Updated 11:21 p.m.
YORK, Pa. — Gov. Tom Wolf has been elected to a second term as Pennsylvania’s governor on a ticket with Braddock Mayor John Fetterman as his running mate, according to the Associated Press.
Democrat Wolf defeated Republican Scott Wagner, a former state senator from York County, with 58 to 41 percent of the vote, according to unofficial election results.
Shortly after 9 p.m., Wolf emerged to chants of “four more years!”
“I want to introduce myself: I am Tom Wolf. I am John Fetterman’s running mate,” the governor said to laughter. “We make an incredible team, don’t you think? … We are going to do great things for Pennsylvania.”
“You did everything to make this possible,” Wolf told the crowd at his election night party in York. “You made calls. You got people out to vote. You canvassed. You voted. And by voting you did some really amazing things. And what you did, I think, is make a really great future for Pennsylvania.”
“Pennsylvania has to be a fairer place, and you understand that — and you voted for that.”
“We still have a lot of work to do. So let’s get back to work,” Wolf said.
With a commanding lead in recent polls and strong fundraising advantage, a Wolf win was expected. While Republicans had hoped to capitalize on President Donald Trump’s surprising 2016 victory in the commonwealth, GOP observers expected to be disappointed by weak top-of-the-ticket candidates.
Wagner conceded the race after 10 p.m.
“I don’t have a prepared speech. I’ve told you all I’m not trying to be politically correct,” Wagner said. “I expected the outcome to be different.”
The race was criticized as sleepy affair that didn’t focus enough on substance. Wolf agreed to just one debate, a spectacle moderated by Jeopardy! host Alex Trebek that yielded little to no new information about either candidate.
The campaign’s biggest headline came after Wagner threatened to stomp on Wolf’s face with golf spikes.
Wolf won his first term as a businessman who vowed to reform Harrisburg and restore deep cuts to education. His proposals to do so were met with fierce opposition from the Republican-controlled General Assembly, and he signed only three of the four budgets passed during his first term.
Wolf will be joined in Harrisburg by newly elected lieutenant governor, Fetterman.
Fetterman has become synonymous with Braddock since he was elected to represent the struggling steel town in 2005. He unsuccessfully ran for Senate in 2016 on a progressive platform of legal marijuana, preserving the Affordable Care Act, and humane immigration reform (his wife Gisele was undocumented as a child).

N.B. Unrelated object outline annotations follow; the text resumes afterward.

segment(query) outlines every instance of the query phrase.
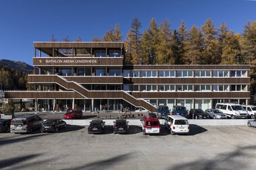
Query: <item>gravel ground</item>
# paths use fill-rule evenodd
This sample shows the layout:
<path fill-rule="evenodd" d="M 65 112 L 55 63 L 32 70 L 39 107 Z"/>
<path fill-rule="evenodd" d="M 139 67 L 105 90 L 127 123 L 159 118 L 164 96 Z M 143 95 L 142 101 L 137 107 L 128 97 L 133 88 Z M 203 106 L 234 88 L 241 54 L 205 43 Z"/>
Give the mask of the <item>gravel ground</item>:
<path fill-rule="evenodd" d="M 0 134 L 0 169 L 255 169 L 256 128 L 190 127 L 189 135 L 89 134 L 68 126 L 59 133 Z"/>

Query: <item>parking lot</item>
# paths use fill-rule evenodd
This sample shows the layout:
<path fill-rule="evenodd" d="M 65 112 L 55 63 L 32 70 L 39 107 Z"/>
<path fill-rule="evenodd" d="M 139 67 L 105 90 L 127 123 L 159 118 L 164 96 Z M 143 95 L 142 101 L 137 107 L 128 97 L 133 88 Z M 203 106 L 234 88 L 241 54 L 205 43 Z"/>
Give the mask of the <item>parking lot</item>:
<path fill-rule="evenodd" d="M 59 133 L 0 134 L 1 169 L 255 169 L 256 128 L 199 126 L 189 135 L 89 134 L 69 125 Z"/>

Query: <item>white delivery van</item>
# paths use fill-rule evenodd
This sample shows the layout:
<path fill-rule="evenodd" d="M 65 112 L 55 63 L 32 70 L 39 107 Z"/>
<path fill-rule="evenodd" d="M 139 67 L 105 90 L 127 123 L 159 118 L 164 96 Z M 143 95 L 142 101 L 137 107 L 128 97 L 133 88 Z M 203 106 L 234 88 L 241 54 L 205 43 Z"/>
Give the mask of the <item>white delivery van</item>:
<path fill-rule="evenodd" d="M 189 121 L 180 115 L 168 115 L 164 119 L 164 126 L 171 134 L 189 134 Z"/>
<path fill-rule="evenodd" d="M 256 118 L 256 105 L 243 105 L 242 107 L 245 110 L 247 111 L 251 118 L 255 119 Z"/>
<path fill-rule="evenodd" d="M 248 118 L 249 115 L 241 105 L 236 103 L 216 103 L 216 108 L 220 110 L 231 119 Z"/>

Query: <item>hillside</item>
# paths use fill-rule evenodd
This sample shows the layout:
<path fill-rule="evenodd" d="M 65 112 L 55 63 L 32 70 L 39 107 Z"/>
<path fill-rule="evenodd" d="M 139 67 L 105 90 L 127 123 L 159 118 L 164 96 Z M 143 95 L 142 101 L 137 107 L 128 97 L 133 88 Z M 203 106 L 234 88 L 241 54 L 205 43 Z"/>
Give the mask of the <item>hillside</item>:
<path fill-rule="evenodd" d="M 9 68 L 27 73 L 32 73 L 34 67 L 22 61 L 9 60 L 5 59 L 0 60 L 0 66 L 5 66 Z"/>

At the Wolf party tonight in York, Gisele Fetterman talked about what the win means about Pennsylvania shortly after major TV networks began projecting Wolf as the winner — essentially as the polls closed at 8 p.m.
“We want to continue to move in the right direction. We do not support hateful rhetoric. This is not who we are as a state,” she said.
Fetterman beat incumbent Lt. Gov. Mike Stack and three other Democrats in the May primary. Wolf stripped Stack of his security detail in April 2017 after reports that he was verbally abusive to staff, and their relationship was described as “chilly and distant.”
While the soft-spoken Wolf refrained from responding directly to Wagner’s insults, Fetterman regularly came to his running mate’s defense on Twitter.
Pennsylvania’s lieutenant governor presides over the state Senate and chairs the Pennsylvania Board of Pardons.
‘Mixed feeling about him leaving’
In Braddock, a crowd gathered at the bar of Peppers N’at beneath a television carrying live election coverage. It wasn’t long after the polls closed that Wolf and Fetterman were named the projected winners in Pennsylvania’s race for governor and lieutenant governor.
“Honestly, I think he can do better for Braddock being lieutenant governor than being mayor of Braddock,” Peppers N’at owner Bob Portogallo said of Fetterman.
“I mean, we don’t like to lose him as mayor, but ultimately I think it would be better for us.”
Portogallo elaborated, saying he hopes Fetterman uses his new position to bring state resources, tax money and attention to the long-struggling borough.
In his tenure as mayor, a largely ceremonial position, Fetterman has succeeded in raising Braddock’s profile in his bids for Senate and lieutenant governor and through his ability to attract a steady stream of media coverage.
For those reasons, some question what Fetterman’s LG win means for the borough in the midst of a slow and long-delayed comeback.
“It seems like there are mixed feeling about him leaving,” said Collette Walsh of Braddock. “I have a lot of neighbors that don’t want him to leave. So I’m curious what happens next.”
Fetterman has said he will keep Braddock as his “base of operations” and that he remains committed to improving the borough’s trajectory. His successor would be appointed by borough council. It’s unclear at this time who that successor might be.